[curatorial.net] cn discussion
PaulONeillP at aol.com
PaulONeillP at aol.com
Sun Oct 21 20:29:45 BST 2007
Thanks for your email Joasia, and for your examples of commissioning in
the SW, I am very grateful.
Please find my responses below to your other comments.
Best wishes
Paul
Joasia:
I wondered about the phenomena of 'curatorial' practice based PhDs - a
relatively recent phenomena that (much like the independent curatorial
practice itself) appears to have a precedence in artistic field, and
also
appears to be a largely UK-specific model (but I may be wrong on this of
course).
I wondered more generally about 'value' of such curatorial PhDs, about
methodological models they adapt (in particular the grounded theory
model),
and more specifically how they might contribute towards the more general
'curatorial theory'. Having been just completing one myself, I found the
theoretical discourse around curating per se somewhat limited. And
therefore, paraphrasing Victor Burgin, I say 'towards' rather than 'to'
as
such overtly curatorial theory does not seem to exist yet; it has not
been
fully developed although some of its components may already be
identified in
other theoretical fields.
MY RESPONSE:
My PhD submission was really trying to trace the origins of a language
around 'curating as practice' by looking at the development of a
curator-led discourse around curating as a semi-autonomous practice
which already emerged in relation to what Jack Burnham called ‘The
emergence of a “post-formalist aesthetic,”’ when the role of the
exhibition-maker was transformed, in the late 1960s, from an activity
primarily involved with organising exhibitions of discrete artworks, to
a practice that extended its remit to include ‘the curatorial’. What I
mean by 'Curatorial' is along the lines of what Irit Rogoff more
recently called this ‘the possibility of framing those
exhibition-making activities through [a] series of principles and
possibilities.’ Emphasis upon the framing and mediation of art, rather
than its production, not only indicated a response to changes in art
praxis during the late 1960s, but also created a new degree of
visibility for the individual agency involved in the framing of these
practices i.e. the curator.
I argue that this shift was a new mode of practice, or what Raymond
Williams called ‘emergent’ practice, as a cultural activity that
developed with the inherent ‘internal dynamic relations of any actual
process’, as curators attempted to find novel ways of producing
exhibitions, with meanings and values that were ‘substantially
alternative or oppositional’ to the dominant and hegemonic practices of
exhibition-making at the time. Such praxis now operates as a ‘residual’
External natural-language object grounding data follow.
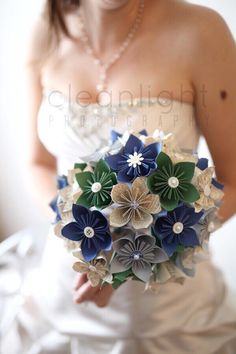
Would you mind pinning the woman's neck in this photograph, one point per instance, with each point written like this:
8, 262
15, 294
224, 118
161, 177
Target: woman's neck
107, 22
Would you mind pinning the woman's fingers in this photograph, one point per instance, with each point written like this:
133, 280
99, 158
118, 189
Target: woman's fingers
103, 296
85, 292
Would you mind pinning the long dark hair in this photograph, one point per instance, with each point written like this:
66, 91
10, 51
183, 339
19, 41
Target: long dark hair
55, 12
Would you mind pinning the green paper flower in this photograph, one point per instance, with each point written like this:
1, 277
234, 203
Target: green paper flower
96, 186
173, 182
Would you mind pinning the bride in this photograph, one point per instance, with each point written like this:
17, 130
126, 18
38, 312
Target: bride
93, 66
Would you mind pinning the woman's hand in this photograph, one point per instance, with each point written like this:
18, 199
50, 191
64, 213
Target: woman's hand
83, 291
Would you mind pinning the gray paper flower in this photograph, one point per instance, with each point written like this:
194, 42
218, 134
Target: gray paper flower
137, 252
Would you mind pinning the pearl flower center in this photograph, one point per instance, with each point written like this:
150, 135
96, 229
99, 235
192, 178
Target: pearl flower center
135, 159
96, 187
178, 227
89, 231
207, 190
173, 182
136, 255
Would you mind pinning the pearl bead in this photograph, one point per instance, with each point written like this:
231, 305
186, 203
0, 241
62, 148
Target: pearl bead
137, 255
89, 232
178, 227
211, 227
96, 187
135, 159
173, 182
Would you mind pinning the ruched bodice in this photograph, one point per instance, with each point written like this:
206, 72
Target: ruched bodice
72, 130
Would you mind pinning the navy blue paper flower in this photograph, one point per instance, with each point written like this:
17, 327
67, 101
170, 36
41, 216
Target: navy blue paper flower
134, 160
175, 228
91, 228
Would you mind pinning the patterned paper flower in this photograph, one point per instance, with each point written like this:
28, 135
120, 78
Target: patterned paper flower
210, 195
91, 229
137, 252
135, 204
96, 270
96, 186
175, 228
134, 160
173, 182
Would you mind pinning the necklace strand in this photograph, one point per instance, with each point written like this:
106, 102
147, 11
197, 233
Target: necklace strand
104, 67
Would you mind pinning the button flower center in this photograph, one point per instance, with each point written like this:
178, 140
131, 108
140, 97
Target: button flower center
173, 182
178, 227
96, 187
135, 159
89, 232
136, 255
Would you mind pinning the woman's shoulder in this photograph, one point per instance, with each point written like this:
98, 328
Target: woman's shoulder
39, 42
204, 25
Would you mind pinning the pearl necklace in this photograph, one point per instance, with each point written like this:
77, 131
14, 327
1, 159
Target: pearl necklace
104, 67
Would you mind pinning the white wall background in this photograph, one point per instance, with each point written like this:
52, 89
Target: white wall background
17, 209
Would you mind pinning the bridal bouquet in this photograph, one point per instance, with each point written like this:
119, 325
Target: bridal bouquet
138, 208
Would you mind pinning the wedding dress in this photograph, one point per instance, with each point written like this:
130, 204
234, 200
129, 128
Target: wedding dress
196, 317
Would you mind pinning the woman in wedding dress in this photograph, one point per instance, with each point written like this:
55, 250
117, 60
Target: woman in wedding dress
93, 66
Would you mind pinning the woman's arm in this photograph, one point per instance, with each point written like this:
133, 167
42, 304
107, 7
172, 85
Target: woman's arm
41, 164
214, 72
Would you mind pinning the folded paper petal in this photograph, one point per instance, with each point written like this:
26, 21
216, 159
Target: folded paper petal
142, 270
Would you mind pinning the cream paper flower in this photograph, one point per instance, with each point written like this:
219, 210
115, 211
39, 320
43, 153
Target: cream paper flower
135, 204
209, 194
96, 270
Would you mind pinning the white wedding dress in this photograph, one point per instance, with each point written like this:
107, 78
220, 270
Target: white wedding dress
196, 317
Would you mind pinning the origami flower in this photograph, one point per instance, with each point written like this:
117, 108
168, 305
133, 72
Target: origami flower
134, 160
137, 252
210, 195
96, 270
96, 186
135, 204
175, 228
91, 229
172, 182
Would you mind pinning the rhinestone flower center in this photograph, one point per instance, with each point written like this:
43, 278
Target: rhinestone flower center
178, 227
89, 231
96, 187
134, 204
173, 182
207, 190
136, 255
135, 159
92, 268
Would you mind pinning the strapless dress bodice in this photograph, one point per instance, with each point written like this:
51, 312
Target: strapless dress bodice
71, 130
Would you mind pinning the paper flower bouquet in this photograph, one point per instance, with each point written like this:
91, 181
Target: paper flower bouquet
138, 208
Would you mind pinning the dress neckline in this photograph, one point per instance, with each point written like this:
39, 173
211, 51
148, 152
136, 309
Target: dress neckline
134, 102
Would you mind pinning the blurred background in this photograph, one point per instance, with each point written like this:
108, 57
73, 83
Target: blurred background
17, 209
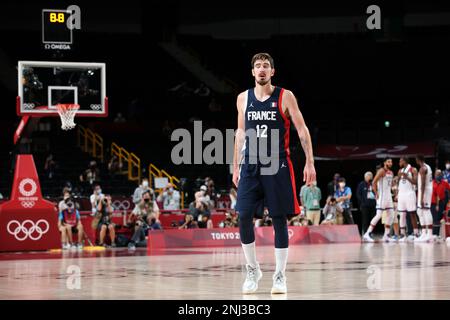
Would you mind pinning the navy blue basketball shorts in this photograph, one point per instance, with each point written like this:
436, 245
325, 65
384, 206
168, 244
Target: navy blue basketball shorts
276, 191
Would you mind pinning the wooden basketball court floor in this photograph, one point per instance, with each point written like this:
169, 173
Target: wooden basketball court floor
320, 271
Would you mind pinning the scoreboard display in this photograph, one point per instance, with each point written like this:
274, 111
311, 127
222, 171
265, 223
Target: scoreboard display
54, 28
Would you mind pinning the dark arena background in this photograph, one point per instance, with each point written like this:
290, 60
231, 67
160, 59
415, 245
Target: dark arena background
108, 207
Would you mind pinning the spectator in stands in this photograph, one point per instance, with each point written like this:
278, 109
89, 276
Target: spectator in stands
233, 198
367, 202
69, 222
343, 195
229, 222
114, 165
105, 211
188, 223
201, 202
66, 195
446, 174
50, 166
139, 191
144, 217
333, 185
210, 192
91, 175
148, 209
200, 210
439, 200
311, 200
170, 198
119, 118
95, 198
331, 210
element of contemporary curatorial discourse in that it ‘relates to
earlier social formations and phases of the cultural process, in which
certain meanings and values were generated’ and there is a contemporary
reaching-back to those meanings and values ‘which still seem to have
significance because they represent areas of human experience,
aspiration, and achievement which dominant culture neglects,
undervalues, opposes, represses, or even cannot recognise.’
My 'curatorial' practice (4 exhibitions) aspect of my research ran
alongside my historical analysis (70 recorded interviews with curators,
which provided the archive for my curatorial research because a
considerable lack of published enquiry within the field) as a way of
showing how discourses around 'the curatorial' developed alongside a
new visibility for certain curators in the 1990s who pushed for the
idea of curating as an indivually-led practice, within curatorial
discussions, conferences, anthologies and curator catalogue statements
in the last twenty years have come with their own internal logic,
whereby there are now certain assumptions which circulate around
dominant discussion premised upon the curator-as-auteur model with the
group show as the primary outcome of any curatorial expression, and
where each exhibition momentr in now seen to be part of a wider
discussion 'within' curatorial discourses. In this sense, the
'curatorial' became known through a rather 'narrow' discursive
formation during this period premised upon the individual figure of the
curator....As you will know, there is no way of finding any Dictionary
definition (Oxford, wiki, spellcheck or otherwise), so we could say
that the term 'curatorial' never mind 'curatorial research' is in
itself a floating signifier within a specific field of discourse, which
is often adapted by other fields and I woud agree with you that
specific research in required within the curatorial field, rather than
considering curatorial research as an all encompasssing term for any
kind of research thyat results in an exhibition or public outcome.